The FGPUs have other hardware optimizations. For example, they run many more threads than a CPU. Whereas an Intel CPU has 2 hyperthreads per CPU, giving you 16 threads on an 8 CPU core chip, a GPU may have hundreds. And so on.

Most interesting to me as a computer architect, many GPUs have special hardware support for SIMD control flow. They make manipulating those masks much more efficient than on a CPU running SSE.

And so on.


Anyway, I hope that I have made my point

  • While you do have to write SIMD code to run on a GPGPU system (like OpenCL).

  • You should not confuse this sort of SIMD with the SIMD code you have to write to take advantage of Intel SSE.

It's much cleaner.

More and more compilers are allowing the same code to run on both DCPU and GPU. I.e. they are increasingly supporting the clean "real SIMD" coding style, rather than the fake "pseudo-SIMD" coding style that has been necessary to take advantage of MMX and SSE and AVX up til now.
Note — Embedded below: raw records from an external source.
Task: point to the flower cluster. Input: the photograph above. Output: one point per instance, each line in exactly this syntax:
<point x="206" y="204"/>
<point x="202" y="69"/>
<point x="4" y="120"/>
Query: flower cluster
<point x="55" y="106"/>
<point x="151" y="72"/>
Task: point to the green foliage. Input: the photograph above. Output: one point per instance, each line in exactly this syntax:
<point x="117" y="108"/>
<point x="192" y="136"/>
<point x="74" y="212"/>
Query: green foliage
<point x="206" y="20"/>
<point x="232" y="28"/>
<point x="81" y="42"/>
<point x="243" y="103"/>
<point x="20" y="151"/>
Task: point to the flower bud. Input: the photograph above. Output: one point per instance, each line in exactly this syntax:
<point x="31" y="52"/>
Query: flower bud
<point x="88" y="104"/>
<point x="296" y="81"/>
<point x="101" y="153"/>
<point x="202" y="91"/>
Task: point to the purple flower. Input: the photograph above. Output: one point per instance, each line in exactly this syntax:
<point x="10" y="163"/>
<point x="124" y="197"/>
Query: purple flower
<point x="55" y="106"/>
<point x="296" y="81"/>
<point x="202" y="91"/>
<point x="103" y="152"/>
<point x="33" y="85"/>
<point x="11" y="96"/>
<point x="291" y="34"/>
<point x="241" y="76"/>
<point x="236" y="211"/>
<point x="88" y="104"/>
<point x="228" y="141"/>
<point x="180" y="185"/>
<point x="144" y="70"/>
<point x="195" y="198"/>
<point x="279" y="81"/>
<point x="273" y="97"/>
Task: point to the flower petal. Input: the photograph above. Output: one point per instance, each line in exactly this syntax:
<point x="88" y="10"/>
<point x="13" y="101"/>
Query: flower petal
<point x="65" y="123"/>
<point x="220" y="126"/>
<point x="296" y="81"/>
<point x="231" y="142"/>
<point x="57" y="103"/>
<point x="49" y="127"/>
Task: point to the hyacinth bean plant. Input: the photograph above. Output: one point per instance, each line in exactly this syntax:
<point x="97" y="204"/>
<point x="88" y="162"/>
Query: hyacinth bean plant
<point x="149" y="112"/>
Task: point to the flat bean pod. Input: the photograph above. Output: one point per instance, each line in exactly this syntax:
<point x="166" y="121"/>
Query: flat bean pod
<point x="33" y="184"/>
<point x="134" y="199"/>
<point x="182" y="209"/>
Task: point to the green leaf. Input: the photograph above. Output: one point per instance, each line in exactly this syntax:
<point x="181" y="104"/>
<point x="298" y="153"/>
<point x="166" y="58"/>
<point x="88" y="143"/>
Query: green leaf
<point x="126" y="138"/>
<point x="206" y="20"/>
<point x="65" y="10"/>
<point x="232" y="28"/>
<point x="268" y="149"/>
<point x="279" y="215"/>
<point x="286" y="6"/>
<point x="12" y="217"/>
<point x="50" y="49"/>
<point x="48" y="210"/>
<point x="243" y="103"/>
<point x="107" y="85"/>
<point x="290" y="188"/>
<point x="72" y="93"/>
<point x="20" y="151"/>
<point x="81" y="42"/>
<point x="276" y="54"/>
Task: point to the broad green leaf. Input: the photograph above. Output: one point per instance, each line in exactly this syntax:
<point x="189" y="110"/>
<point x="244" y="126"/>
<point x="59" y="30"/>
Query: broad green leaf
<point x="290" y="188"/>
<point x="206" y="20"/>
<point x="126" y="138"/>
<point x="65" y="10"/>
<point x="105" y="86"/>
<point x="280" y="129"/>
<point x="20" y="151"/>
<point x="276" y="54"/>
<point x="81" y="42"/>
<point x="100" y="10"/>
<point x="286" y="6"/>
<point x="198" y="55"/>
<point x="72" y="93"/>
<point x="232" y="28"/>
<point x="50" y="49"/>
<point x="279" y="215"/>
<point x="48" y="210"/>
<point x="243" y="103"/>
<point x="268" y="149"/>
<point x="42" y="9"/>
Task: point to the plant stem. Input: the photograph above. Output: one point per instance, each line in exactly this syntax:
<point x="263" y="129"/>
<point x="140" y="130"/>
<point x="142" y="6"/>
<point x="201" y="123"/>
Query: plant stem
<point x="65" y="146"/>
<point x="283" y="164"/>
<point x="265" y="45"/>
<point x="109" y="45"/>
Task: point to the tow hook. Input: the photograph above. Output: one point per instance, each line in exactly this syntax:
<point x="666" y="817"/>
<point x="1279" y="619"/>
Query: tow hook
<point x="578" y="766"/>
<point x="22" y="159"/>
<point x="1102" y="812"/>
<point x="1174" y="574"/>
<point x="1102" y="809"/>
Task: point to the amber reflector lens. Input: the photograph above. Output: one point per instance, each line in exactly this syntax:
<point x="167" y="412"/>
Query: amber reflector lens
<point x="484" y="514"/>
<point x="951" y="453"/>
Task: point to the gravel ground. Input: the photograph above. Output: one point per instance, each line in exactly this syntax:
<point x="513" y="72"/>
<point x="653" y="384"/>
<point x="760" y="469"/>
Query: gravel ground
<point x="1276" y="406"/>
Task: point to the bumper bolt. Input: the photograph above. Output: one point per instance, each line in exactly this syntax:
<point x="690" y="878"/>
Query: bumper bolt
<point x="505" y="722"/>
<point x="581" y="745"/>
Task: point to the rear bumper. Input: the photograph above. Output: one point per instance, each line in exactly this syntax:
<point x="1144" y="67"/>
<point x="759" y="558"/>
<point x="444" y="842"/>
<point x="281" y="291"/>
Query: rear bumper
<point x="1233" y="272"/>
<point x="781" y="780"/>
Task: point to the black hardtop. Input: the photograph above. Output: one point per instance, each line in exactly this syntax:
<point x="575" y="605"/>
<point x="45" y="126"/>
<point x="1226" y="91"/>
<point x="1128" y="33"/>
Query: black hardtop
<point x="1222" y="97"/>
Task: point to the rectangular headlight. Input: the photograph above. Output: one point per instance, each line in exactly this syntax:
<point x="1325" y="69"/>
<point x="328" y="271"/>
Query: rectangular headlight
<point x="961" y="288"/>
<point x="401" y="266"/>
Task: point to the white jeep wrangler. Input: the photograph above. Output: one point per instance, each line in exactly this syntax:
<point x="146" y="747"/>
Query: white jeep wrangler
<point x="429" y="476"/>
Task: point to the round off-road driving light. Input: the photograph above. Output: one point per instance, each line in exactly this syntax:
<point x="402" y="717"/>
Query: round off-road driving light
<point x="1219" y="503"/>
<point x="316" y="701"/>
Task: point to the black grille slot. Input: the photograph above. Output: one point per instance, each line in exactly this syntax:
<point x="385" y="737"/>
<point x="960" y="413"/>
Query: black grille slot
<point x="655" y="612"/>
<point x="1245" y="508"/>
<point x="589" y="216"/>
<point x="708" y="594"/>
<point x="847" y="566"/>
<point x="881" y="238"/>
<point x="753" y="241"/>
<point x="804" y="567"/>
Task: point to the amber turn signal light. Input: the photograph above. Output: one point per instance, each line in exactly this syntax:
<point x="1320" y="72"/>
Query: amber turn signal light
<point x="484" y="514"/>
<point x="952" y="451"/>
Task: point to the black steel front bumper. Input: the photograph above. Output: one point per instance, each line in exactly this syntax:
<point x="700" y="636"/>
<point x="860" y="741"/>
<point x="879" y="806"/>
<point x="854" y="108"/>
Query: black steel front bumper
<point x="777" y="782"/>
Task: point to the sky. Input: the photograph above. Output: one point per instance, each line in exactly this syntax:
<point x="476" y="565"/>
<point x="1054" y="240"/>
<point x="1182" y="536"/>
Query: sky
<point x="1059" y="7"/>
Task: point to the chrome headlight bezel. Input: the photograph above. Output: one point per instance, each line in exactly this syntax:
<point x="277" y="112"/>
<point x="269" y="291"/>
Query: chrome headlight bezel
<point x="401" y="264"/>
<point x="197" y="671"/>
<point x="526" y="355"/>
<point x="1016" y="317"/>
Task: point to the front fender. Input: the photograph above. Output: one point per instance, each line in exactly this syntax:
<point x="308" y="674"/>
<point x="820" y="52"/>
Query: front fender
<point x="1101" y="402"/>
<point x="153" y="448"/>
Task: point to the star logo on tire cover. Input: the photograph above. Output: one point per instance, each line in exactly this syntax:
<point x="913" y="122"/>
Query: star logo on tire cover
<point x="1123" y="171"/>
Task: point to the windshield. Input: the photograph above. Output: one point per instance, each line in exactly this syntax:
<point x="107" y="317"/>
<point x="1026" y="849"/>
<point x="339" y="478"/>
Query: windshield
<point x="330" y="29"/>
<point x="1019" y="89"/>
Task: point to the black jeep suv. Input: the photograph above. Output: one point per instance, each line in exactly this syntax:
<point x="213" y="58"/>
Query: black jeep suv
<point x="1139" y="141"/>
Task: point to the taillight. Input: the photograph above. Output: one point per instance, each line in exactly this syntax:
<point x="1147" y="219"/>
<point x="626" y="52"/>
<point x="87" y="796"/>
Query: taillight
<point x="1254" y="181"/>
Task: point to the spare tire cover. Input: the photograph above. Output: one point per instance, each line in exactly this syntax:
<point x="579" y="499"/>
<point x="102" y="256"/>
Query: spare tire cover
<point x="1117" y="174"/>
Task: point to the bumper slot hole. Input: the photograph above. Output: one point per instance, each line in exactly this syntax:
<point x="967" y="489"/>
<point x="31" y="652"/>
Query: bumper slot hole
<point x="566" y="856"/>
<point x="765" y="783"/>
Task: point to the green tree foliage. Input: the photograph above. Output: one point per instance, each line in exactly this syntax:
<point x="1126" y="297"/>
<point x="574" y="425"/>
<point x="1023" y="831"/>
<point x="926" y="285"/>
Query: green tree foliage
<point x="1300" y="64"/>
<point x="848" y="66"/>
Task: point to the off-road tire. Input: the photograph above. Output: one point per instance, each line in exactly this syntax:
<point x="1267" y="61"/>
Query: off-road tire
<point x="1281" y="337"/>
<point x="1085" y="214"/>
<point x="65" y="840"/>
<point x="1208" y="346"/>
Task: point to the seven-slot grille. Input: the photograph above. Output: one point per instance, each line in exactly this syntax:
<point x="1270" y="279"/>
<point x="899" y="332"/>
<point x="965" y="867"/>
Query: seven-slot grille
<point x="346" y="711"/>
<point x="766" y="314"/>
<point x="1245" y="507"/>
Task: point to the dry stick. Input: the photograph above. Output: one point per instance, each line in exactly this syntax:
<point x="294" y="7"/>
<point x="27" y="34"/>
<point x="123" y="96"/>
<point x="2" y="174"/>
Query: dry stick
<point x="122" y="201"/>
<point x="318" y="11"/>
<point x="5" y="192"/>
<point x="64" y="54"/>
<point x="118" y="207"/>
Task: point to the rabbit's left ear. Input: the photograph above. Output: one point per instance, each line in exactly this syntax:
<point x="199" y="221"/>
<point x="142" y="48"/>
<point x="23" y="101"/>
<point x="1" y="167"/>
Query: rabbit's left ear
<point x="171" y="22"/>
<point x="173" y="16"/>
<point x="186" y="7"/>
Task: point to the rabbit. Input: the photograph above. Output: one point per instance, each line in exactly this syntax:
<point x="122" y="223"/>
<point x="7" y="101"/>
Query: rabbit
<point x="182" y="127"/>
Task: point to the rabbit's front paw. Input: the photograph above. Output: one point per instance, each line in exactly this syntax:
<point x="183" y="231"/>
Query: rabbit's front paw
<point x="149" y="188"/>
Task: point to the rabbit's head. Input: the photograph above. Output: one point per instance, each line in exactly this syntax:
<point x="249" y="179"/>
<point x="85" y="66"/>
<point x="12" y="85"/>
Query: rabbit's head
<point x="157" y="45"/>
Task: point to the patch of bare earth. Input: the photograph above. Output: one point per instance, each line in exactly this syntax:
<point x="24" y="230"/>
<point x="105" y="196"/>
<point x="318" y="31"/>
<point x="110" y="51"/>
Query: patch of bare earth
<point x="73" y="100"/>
This is good - such code is equally "nice" to program on both CPU and GPU. But the GPU often runs it much faster. There's a paper by Intel called "Debunking the 100X GPU vs. CPU myth: an evaluation of throughput computing on CPU and GPU", http://www.hwsw.hu/kepek/hirek/2010/06/p451-lee.pdf. It says GPUs are "only" 2.5X faster on average. But that's after a lot of aggressive optimization. The GPU code is often easier to write. And I don't know about you, but I think "only" 2.5X faster is not that much to sneeze at. Especially since the GPGPU code is often easier to read.

Now, there's no free lunch. If your code is naturally data parallel, great. But some coede is not. That can be a pain.

And, like all machines, GPUs have their quirks.

But if your code is naturally data parallel, you may get great speedups, with code that is much more readable.

I'm a CPU designer. I expect to borrow lots of ideas from GPUs to male CPUs run faster, and vice versa.